New grant helping research team engineer better mental health solutions
A group of University of Kentucky researchers have received a new National Science Foundation (NSF) grant to help them continue a critical mission.
Sarah Wilson, an assistant professor in the Department of Chemical and Materials Engineering in the College of Engineering, and Joseph Hammer, associate professor and director of training in the Department of Educational, School, and Counseling Psychology in the College of Education, have been awarded nearly $350,000 to build upon a previous research project aimed at improving mental health solutions for engineering students.
Anxiety, depression and other mental health concerns are more common in college students than some may realize. For an increasing number of first-year students, the culture shock can have serious consequences. In fact, a study by the American Psychological Association found that one in three teens faces a mental health disorder during their freshman year.
"This NSF grant will allow us to further our mission of helping engineering students thrive,” Rudy Buchheit, the Rebecca Burchett Liebert Dean of UK Engineering, said. “This issue is critical, especially for our first-year students who are sometimes overwhelmed. It’s imperative that we provide the necessary support and resources to help them succeed."
While engineering students aren’t necessarily more likely to have a mental health concern, they are significantly less likely to seek help than non-engineering college students.
This treatment gap became the basis for their National Science Foundation (NSF) grant proposal titled, “Development of a Survey Instrument to Identify Mental Health Related Help-Seeking Beliefs in Engineering Students” in September 2020.
“As I developed as an instructor and attended conferences that focused on research in engineering education, I started to develop my own research goals," Wilson said. "It’s been exciting to see my vision for research in engineering education gain traction and support.”
The researchers used the $199,000 NSF award to answer a critical question — why aren’t engineering students seeking help for mental health concerns? The project was detailed in a previous UKNow article.

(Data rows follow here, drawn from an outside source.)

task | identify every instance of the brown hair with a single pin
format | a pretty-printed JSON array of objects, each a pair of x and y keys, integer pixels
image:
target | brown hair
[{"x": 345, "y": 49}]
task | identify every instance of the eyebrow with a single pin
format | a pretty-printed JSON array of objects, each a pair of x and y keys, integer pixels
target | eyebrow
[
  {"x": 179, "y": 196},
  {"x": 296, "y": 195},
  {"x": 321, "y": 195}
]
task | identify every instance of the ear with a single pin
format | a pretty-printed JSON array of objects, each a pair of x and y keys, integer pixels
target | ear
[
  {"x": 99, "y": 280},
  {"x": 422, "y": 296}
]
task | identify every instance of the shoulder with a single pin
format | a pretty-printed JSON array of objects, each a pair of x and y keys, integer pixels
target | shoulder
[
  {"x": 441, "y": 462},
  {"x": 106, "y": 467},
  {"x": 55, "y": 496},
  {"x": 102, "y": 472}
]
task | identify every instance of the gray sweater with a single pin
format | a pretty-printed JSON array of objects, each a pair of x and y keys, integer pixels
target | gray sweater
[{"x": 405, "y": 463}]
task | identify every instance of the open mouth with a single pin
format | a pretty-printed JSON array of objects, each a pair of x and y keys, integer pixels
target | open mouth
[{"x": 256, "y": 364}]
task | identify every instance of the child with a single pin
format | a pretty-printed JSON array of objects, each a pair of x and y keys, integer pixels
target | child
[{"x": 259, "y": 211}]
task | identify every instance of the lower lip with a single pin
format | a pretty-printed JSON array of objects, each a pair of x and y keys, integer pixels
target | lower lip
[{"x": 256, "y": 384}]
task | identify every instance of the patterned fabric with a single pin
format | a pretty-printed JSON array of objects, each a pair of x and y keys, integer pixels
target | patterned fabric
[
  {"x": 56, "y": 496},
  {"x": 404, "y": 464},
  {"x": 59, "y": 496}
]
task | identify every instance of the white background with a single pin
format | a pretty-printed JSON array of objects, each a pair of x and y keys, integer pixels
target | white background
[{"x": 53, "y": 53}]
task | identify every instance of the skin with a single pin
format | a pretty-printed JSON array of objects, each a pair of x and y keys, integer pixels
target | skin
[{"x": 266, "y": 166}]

The goal was to create a tool that would allow researchers to measure beliefs among engineering students as they relate to mental health and help-seeking. The results will allow for the development of interventions targeted at changing those specific beliefs and ultimately improving student well-being.
The most recent grant will build upon the prior NSF study’s results. The instrument will be improved to ensure the representativeness of help-seeking beliefs held by students from diverse backgrounds. Additionally, the researchers will gather more data from six institutions outside of UK to create help-seeking profiles.
"There are many factors that may prevent individuals from seeking help. They range from psychosocial factors, such as stigma or fears to material reasons such as insurance or transportation issues,” Hammer said. “As researchers, when we identify these factors, it helps explain help-seeking behavior and provides hard data to guide policy change and creation of evidence-effective intervention programs. Ultimately, this helps increase access to behavioral healthcare to reduce what is known as the 'treatment gap.'"
Once improved, the instrument will be used to inform more specific interventions — ultimately improving mental health outcomes for diverse engineering students, including those with mental health disabilities.
“By leveraging the expertise of researchers across disciplines — such as engineering and counseling psychology, UK’s ability to make an impact through research is bolstered," UK Education Acting Dean Danelle Stevens Watkins said. "This project will help students at our institution and beyond access treatment they may need."
If you or someone you know is at risk, you can call the National Suicide Prevention Lifeline at 1-800-273-8255. You can also text 741-741.
Research reported in this publication was supported by the National Science Foundation under Award Number 2225567. The opinions, findings, and conclusions or recommendations expressed are those of the author(s) and do not necessarily reflect the views of the National Science Foundation.